Npm uses a lockfile by default now.


so now only typing `npm update` will get your data stolen. how innovative.


It kinda sucks that NPM auth tokens never expire


Who was this attacker? I don't believe he is impossible to track down. Have eslint called law enforcement?


the attacker used generic sites (pastebin, stat counter sites) and there is no reason they did not access them through tor. Why would it be possible to track them down?


Ah, stat counter - I've read "he has sent to himself" thought somehow directly.

Yes, not so easy.


"Security by punishment" is a terrible paradigm that's not Web Scale. The internet is not the physical world — the attackers are probably accessing your stuff via Tor from a public wifi in a country far away.

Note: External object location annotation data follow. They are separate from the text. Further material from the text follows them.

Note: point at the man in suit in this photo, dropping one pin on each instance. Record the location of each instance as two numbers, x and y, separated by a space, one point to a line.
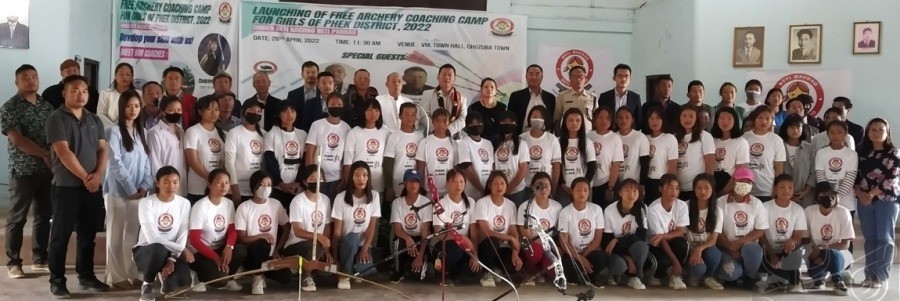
13 34
620 96
521 102
749 54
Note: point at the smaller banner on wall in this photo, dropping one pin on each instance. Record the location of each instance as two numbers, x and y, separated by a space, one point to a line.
822 85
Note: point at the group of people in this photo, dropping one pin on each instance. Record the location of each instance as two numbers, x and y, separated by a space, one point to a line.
191 190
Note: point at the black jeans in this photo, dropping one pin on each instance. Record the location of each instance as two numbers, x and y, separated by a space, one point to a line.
74 210
25 192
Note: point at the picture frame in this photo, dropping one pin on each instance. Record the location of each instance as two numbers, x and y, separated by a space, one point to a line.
805 44
866 37
748 46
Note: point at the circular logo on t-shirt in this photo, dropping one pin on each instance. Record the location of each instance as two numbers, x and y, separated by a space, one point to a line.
265 223
757 149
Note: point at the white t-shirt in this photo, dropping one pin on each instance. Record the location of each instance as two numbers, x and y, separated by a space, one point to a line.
661 221
213 221
690 158
765 150
731 153
481 155
208 145
741 218
508 163
402 214
439 156
835 227
667 147
358 216
368 145
312 219
608 149
581 225
263 218
542 153
783 222
620 225
575 161
332 138
634 146
247 148
402 147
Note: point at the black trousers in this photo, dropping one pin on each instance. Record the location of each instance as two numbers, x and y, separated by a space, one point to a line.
25 192
74 210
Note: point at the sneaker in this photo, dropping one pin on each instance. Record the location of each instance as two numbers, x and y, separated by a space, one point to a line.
635 283
488 280
344 283
675 282
309 285
15 272
711 283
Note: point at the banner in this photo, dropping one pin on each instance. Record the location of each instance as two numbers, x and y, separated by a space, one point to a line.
197 36
557 61
822 85
278 37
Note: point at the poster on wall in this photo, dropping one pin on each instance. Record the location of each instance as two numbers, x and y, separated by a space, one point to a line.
14 30
558 60
822 85
277 38
197 36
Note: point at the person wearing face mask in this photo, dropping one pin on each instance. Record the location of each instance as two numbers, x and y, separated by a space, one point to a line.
165 140
244 147
830 234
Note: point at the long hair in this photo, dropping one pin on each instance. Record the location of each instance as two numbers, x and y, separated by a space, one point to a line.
127 140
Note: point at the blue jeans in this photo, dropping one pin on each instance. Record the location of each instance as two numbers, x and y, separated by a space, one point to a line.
878 221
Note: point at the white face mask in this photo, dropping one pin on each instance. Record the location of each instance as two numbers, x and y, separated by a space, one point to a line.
741 188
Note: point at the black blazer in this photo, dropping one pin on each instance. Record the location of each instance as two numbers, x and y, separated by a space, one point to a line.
632 101
518 103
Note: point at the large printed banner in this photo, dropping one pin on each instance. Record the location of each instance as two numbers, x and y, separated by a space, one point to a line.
195 35
278 37
822 85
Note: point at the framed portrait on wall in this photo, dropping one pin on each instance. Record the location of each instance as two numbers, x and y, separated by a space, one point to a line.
805 44
866 37
749 46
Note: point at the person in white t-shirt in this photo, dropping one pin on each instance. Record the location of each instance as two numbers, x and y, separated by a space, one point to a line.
625 234
608 149
160 250
663 154
212 234
696 150
580 159
165 140
511 157
830 233
667 219
355 214
537 214
767 152
401 150
782 242
705 226
745 222
283 158
244 146
580 233
203 148
258 222
732 150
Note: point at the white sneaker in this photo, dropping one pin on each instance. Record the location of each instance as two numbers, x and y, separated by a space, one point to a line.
675 282
309 285
344 283
635 283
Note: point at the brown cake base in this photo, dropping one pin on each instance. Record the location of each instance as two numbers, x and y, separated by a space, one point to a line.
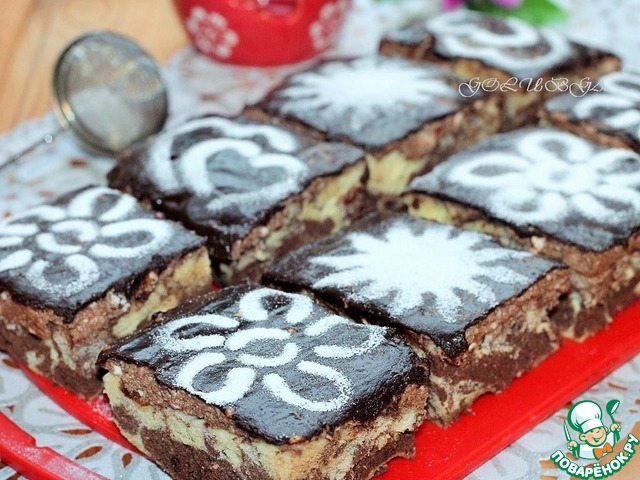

If someone couldn't do basic things to secure their account, they should take the blame.


we don't need to victim blame here. we can both practice security best practices and also try to find and prosecute those responsible.


The only recommendation for users is "you should avoid reusing the same password across multiple different sites. A password manager like 1Password or LastPass can help with this."

Seriously? No help to tell me if I have been affected?

If someone here knows a JS linter that does not require npm/yarn, even ten times less powerful than eslint, please share. It's astonishing that linting C++ requires one file, https://github.com/google/styleguide/blob/gh-pages/cpplint/c..., but linting JS requires MBs of dependencies.


Google's Closure compiler [1] has been around forever (the Java version, anyway). There used to be a separate linter, but now it's wrapped into the compiler using the flag `--jscomp_warnings=lintChecks`

Given the number of other tools in my workflow that are all JS based (webpack, etc.) I don't use it, but I've heard good things from people who have.